In exchange for its help, China receives favourable concessions. It enjoys special tax privileges, the freedom to repatriate profits without restrictions, and the ability to bypass Cuban labour laws. In effect, Cuba sells its sovereignty for kilowatts in ways that should make Karl Marx cringe. Long gone are the days when the Revolution portrayed itself as the guardian of Cuban independence.

Without massive cash infusions, institutional reform, and a reorientation toward free enterprise, Chinese aid will be, at best, a temporary solution to an arterial hemorrhage. The truth is that Cuba’s energy poverty cannot be resolved under the current management. And that reality is the legacy of the Castro regime; it is a country once rich in culture and potential now reduced to dependency, dysfunction, and decay.

Cuba’s slow collapse should serve as a stark warning to Western democracies that are flirting with economic dirigisme. Such an example would inspire only fools.

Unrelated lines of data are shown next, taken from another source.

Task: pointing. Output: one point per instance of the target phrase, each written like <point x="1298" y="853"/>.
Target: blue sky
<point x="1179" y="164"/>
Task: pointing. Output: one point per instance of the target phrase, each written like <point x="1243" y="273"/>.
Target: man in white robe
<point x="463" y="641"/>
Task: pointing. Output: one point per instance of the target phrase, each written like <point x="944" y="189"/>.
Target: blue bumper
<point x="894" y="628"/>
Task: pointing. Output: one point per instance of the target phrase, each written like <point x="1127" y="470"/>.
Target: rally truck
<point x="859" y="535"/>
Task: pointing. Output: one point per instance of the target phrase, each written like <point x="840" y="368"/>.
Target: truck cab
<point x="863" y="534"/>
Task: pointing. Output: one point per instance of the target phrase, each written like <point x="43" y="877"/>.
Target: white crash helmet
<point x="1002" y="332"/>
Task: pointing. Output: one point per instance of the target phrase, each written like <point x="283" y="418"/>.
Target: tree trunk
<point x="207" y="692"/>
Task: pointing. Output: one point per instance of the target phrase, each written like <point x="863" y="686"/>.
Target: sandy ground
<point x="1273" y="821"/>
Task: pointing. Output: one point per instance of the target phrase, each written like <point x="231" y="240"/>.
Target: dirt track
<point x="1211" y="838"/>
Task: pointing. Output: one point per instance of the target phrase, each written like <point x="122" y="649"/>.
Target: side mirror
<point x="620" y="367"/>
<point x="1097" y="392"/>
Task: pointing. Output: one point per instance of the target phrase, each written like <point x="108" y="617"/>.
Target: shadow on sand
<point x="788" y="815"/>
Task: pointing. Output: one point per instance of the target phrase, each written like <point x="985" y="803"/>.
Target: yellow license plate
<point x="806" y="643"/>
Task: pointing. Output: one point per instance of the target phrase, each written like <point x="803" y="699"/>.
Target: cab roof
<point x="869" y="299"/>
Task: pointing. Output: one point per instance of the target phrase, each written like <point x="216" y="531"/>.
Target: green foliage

Whether it is Cuba’s command socialism or Canada’s state-managed vision of ecological and social “justice,” the results are predictable: shortages, inefficiency, loss of liberty, and declining living standards. No ideology, no matter how noble its claims, can substitute for sound economic principles and real productivity propelled by the decisions of its individuals. Central planners become adept at rationing scarcity. They cannot ever produce abundance. Canada’s health bureaucracy, which claims to be a system of healthcare, is a prime example.

To European and Canadian admirers of Cuba’s revolution: it is time to wake up. A country that cannot refrigerate its food or power the lights of its most modest households is not a model to copy. It is a mirror, reflecting the ultimate fate of all economies that sacrifice freedom, competence, and realism at the altar of ideology.